"Il faut laisser les enquêtes suivre leur cours", déclarait lundi soir lors de son habituel briefing le ministre de la Communication et porte-parole du gouvernement, Patrick Muyaya, affichant son souci du respect de la séparation des pouvoirs. Il répondait à une question sur l'arrestation manu militari six jours auparavant à l'aéroport de Kinshasa de Salomon Kalonda, un proche conseiller du chef de parti et riche homme d'affaires Moïse Katumbi, parmi les candidats déclarés de l'opposition à la présidentielle.
En principe très discret, le service des renseignements militaires a tenu lundi un point de presse pour exposer les raisons de l'arrestation du conseiller. Il lui est notamment reproché d'avoir été en contact avec les rebelles du M23 et leur parrain supposé, le Rwanda, "pour renverser le pouvoir". Plus ponctuellement, il est accusé d'avoir détenu une arme à feu le 20 mai lors d'une manifestation de l'opposition et d'avoir "des militaires dans sa garde sans autorisation".
Des griefs rejetés en bloc par son entourage: "un tissu de mensonges cousus de fil blanc", ont commenté mardi devant les journalistes à Lubumbashi (sud-est) Dieudonné Bolengetenge et Christian Mwando, respectivement secrétaire général et haut cadre du parti de M. Katumbi, Ensemble pour la République. Le porte-parole du gouvernement ne s'est pas étendu sur ces accusations, mais il a lancé à l'attention de Moïse Katumbi une pique déjà formulée la semaine dernière dans une interview. "Sur France 24, j'ai relevé que l'un des candidats, celui d'Ensemble, n'a pas clairement cité le Rwanda depuis le début de la crise", a-t-il rappelé.

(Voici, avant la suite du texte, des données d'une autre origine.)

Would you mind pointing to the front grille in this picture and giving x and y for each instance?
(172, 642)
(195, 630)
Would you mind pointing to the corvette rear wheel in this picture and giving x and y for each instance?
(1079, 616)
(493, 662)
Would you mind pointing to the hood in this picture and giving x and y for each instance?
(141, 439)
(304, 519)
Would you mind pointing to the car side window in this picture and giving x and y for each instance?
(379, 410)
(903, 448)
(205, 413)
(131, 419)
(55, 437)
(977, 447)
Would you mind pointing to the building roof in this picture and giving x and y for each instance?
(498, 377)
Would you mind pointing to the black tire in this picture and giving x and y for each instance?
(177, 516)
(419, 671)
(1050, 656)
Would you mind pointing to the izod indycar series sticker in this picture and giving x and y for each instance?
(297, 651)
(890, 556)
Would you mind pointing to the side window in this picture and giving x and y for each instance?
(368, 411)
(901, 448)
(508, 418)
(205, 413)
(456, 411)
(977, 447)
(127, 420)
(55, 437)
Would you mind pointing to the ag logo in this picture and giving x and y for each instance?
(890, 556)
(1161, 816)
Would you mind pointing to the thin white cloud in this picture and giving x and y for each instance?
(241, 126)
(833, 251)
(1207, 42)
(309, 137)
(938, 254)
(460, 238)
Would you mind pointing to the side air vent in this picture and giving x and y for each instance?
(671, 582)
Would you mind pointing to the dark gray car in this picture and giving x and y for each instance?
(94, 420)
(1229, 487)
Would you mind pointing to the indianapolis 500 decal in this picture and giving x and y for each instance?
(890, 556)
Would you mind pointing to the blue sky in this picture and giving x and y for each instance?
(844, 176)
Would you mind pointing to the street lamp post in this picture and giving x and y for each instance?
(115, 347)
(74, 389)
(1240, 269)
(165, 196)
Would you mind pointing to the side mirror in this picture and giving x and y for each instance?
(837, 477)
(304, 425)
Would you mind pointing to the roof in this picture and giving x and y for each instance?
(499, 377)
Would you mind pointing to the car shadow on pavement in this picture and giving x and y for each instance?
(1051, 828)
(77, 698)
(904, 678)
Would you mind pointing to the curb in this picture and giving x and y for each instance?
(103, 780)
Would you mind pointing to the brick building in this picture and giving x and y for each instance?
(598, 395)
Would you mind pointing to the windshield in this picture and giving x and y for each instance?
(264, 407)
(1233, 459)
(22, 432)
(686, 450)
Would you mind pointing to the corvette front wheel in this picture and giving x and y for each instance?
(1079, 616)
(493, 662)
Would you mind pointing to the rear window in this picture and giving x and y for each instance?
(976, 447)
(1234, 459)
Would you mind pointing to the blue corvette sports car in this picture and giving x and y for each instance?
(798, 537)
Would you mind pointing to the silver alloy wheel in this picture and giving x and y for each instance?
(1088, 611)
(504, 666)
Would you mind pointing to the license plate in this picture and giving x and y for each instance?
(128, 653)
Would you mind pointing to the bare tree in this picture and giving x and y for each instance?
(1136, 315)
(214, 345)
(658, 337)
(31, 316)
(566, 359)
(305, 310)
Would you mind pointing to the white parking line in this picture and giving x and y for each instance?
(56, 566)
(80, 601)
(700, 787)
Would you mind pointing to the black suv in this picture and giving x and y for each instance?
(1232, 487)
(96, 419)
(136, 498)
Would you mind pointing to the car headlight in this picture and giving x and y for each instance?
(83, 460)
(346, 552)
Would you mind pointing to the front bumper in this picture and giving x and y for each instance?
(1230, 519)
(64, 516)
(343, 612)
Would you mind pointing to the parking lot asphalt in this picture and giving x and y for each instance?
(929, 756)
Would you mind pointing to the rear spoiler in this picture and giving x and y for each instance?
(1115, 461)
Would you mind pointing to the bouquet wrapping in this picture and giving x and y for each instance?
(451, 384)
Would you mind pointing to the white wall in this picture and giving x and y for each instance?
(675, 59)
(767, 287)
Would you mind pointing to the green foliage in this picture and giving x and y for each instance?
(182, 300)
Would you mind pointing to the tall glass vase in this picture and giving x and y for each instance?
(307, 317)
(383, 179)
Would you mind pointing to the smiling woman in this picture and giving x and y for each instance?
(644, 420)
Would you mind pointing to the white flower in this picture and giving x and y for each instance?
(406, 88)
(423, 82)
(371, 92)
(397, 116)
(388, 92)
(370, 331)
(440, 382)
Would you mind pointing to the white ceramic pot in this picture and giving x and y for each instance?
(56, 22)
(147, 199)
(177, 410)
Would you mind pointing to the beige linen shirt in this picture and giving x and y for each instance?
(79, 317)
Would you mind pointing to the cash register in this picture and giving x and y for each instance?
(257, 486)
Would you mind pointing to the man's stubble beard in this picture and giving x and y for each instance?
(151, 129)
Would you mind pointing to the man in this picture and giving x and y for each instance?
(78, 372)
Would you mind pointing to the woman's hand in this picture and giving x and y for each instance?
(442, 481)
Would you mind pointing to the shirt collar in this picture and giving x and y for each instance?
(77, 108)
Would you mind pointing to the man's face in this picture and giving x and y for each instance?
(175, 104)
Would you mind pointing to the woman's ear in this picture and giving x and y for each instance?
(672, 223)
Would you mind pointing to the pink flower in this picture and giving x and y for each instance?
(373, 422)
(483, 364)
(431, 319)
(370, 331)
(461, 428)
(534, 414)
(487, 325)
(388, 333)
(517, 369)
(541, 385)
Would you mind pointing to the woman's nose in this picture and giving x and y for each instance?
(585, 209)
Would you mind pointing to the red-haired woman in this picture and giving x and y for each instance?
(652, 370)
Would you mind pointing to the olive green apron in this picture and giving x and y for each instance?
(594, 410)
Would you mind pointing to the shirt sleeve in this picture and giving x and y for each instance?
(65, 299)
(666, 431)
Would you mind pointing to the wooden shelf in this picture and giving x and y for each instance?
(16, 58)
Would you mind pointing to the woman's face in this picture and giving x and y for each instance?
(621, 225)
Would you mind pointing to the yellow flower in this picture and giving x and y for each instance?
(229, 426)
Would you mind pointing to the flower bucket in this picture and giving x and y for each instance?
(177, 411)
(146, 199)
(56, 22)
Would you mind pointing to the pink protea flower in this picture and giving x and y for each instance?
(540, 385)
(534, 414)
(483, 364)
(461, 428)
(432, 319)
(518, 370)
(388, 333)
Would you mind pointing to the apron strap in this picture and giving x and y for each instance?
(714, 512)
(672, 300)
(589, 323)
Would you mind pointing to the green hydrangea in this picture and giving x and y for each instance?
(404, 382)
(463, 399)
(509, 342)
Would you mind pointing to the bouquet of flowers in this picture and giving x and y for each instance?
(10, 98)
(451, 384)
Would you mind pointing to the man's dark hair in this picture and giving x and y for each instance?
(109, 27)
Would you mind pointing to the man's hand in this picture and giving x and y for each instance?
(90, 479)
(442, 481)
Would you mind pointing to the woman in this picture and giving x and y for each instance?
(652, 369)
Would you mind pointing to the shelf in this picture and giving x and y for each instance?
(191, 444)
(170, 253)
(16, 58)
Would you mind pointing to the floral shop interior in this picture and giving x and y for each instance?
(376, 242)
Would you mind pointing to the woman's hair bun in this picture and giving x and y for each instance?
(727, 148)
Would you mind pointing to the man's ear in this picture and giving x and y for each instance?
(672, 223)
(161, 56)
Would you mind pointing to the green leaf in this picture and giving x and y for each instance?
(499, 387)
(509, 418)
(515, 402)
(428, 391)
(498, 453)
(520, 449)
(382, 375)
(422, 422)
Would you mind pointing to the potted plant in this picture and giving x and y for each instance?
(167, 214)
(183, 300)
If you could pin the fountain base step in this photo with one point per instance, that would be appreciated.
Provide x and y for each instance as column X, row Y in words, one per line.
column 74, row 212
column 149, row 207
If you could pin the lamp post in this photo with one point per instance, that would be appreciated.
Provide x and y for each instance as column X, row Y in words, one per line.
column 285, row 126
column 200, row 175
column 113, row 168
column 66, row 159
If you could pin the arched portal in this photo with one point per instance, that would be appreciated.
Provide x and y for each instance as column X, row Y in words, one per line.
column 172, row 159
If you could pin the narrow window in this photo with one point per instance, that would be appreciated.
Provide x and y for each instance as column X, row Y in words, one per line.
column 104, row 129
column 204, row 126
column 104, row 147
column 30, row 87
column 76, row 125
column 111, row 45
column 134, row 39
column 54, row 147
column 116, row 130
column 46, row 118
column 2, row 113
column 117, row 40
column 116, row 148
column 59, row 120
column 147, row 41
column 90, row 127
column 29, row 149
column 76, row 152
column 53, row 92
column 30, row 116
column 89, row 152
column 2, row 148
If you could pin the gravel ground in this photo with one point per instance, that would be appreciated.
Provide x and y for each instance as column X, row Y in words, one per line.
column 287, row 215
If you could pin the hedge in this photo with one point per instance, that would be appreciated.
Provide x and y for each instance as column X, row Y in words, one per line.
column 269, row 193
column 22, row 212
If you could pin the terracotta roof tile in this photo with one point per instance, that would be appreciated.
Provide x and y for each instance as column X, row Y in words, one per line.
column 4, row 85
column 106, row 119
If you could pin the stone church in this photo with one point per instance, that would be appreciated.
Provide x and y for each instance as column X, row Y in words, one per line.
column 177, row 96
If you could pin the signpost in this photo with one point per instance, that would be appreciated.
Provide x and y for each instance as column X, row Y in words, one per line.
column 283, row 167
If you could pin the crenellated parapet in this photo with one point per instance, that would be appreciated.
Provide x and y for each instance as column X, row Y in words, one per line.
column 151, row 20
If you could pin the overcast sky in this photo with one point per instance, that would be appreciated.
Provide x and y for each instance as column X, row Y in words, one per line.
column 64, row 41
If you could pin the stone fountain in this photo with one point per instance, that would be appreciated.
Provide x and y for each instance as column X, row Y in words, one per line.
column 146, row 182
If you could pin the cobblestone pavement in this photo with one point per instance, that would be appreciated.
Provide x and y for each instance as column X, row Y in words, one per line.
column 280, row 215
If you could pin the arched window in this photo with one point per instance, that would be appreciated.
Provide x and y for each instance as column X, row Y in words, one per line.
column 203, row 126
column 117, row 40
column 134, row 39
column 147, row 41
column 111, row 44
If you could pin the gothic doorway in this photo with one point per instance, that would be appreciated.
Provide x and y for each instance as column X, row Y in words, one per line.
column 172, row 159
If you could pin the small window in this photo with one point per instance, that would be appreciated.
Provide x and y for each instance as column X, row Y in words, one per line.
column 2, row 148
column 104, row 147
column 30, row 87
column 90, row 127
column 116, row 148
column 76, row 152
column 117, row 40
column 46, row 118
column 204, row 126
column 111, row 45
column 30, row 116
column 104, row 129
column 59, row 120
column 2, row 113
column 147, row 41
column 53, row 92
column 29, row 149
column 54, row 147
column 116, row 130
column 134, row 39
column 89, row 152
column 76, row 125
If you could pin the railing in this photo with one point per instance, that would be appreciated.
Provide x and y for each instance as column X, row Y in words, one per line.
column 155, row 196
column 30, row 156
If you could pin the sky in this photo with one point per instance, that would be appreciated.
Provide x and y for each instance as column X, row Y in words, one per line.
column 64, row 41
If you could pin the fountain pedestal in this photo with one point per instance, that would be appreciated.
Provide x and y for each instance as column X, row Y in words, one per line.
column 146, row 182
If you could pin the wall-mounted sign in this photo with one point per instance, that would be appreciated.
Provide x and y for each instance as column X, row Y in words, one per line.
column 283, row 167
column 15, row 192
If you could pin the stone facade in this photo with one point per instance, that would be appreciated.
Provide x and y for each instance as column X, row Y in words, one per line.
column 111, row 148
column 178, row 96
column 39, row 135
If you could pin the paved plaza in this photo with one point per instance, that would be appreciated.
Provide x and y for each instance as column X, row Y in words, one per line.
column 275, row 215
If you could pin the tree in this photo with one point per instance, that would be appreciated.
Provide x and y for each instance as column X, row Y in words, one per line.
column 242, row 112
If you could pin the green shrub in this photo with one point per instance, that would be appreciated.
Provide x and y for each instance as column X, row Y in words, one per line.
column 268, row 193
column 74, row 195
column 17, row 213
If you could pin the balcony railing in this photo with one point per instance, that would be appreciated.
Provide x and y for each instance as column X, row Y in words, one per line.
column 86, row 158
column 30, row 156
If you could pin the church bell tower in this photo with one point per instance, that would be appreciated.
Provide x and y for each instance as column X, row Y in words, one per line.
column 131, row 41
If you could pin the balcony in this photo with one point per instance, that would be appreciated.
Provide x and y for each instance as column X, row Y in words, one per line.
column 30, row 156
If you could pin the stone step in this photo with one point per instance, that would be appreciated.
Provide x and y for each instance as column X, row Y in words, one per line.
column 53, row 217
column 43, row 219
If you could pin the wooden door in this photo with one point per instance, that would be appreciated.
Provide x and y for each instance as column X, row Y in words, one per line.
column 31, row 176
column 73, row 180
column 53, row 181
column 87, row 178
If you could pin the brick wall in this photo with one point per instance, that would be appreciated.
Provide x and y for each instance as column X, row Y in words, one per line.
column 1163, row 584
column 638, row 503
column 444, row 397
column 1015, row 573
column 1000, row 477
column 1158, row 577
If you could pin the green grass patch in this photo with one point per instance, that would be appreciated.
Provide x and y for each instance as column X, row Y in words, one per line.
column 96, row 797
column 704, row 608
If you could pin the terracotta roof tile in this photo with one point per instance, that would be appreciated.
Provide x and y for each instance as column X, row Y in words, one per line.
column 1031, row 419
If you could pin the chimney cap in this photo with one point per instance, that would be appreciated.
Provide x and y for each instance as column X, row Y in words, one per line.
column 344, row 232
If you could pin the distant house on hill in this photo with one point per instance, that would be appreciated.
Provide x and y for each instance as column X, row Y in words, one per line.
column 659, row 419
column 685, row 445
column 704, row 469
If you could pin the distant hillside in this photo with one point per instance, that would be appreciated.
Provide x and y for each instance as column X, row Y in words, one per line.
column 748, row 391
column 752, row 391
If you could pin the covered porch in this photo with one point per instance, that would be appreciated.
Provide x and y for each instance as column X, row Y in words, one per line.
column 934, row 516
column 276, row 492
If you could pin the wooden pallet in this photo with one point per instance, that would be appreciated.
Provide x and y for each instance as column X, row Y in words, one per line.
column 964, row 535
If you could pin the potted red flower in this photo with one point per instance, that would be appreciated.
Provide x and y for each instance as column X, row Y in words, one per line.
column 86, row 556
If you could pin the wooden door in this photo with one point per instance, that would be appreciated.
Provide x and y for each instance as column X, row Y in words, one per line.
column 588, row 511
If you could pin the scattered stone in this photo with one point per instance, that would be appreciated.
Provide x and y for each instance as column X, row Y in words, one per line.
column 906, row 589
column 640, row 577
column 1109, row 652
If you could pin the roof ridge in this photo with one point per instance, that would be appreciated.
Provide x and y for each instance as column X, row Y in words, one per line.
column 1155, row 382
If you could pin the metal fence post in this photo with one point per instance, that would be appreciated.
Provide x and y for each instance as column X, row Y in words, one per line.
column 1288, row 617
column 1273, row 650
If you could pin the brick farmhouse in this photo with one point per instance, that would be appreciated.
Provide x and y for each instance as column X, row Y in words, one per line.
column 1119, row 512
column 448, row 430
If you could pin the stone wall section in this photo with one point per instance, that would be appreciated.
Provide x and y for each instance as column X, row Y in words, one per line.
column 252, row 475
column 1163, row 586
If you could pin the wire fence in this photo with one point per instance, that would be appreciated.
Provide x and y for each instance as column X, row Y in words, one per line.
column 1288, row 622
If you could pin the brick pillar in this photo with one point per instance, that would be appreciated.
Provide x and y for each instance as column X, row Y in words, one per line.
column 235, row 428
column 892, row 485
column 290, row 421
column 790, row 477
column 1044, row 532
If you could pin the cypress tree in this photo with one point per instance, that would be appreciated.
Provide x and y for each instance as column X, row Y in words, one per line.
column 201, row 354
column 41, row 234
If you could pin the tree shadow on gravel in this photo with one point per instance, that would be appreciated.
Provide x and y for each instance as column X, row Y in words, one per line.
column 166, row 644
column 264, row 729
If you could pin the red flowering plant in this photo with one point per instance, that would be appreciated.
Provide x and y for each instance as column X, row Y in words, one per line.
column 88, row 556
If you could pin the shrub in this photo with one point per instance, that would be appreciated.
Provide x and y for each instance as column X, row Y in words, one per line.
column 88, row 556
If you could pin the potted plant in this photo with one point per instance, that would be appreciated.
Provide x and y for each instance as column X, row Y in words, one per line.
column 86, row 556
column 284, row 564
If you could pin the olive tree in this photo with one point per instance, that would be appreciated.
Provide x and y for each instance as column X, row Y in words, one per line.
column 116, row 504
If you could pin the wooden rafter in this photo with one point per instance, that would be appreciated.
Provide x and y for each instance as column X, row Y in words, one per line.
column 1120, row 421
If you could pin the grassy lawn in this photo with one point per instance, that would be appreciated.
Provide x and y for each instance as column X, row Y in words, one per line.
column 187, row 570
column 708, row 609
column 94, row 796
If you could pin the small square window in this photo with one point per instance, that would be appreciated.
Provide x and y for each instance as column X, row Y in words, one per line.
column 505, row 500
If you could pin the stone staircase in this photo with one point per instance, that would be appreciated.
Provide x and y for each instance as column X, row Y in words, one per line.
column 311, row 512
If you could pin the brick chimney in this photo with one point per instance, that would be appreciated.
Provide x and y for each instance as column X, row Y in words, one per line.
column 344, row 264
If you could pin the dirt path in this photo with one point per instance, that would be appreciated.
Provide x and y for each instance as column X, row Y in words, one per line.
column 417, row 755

Le M23, mouvement majoritairement tutsi, a repris les armes fin 2021 et s'est emparé de vastes pans de territoire de la province du Nord-Kivu, dans l'est de la RDC frontalier du Rwanda et de l'Ouganda. Depuis le début, Kinshasa accuse le Rwanda d'armer cette rébellion et de combattre à ses côtés, ce qu'ont corroboré des experts de l'ONU bien que Kigali s'en défende.
"Trahison", "complot"...
Selon le renseignement militaire, Salomon Kalonda sera poursuivi pour "incitation des militaires à commettre des actes contraires au devoir et à la discipline, détention illégale d'arme et de munitions de guerre, atteinte à la sûreté intérieure de l'Etat". Ces chefs ont été retenus, tout ou partie, contre plusieurs autres personnes arrêtées ces derniers mois.
Fortunat Biselele, ex-conseiller privé du président Félix Tshisekedi, a par exemple été arrêté en janvier pour "trahison" ou encore "intelligence avec le Rwanda". Interpellé début mars et accusé lui aussi d'intelligence avec le M23, le député Edouard Mwangachuchu, élu de Masisi (Nord-Kivu) et propriétaire d'une société minière stratégique, est détenu depuis lors et jugé par une cour militaire à Kinshasa.
Avant eux, le lieutenant-général Philémon Yav, chargé de la conduite des opérations militaires contre le M23 dans le Nord-Kivu, a été arrêté mi-juillet 2022 sur des soupçons de "haute trahison". L'ex-conseiller spécial de Félix Tshisekedi chargé de la sécurité, François Beya, avait quant à lui été arrêté en février 2022. Son procès, notamment pour "complot", avait débuté au mois de juin suivant mais la justice militaire lui a accordé la liberté provisoire pour raisons de santé.
En plus du conflit dans l'Est, en proie aux violences de groupes armés depuis près de 30 ans, la RDC connaît depuis l'année dernière des violences communautaires dans sa partie ouest, tout près de la capitale, où les autorités soupçonnent une "main noire" d'être à l'oeuvre.
Lors d'un voyage en Chine, fin mai, le président Tshisekedi, parlant à la communauté congolaise, a accusé l'opposition de vouloir créer des tensions pour perturber les élections et soupçonné cet "horrible voisin" qu'est le Rwanda de ne pas être étranger aux violences aux portes de Kinshasa.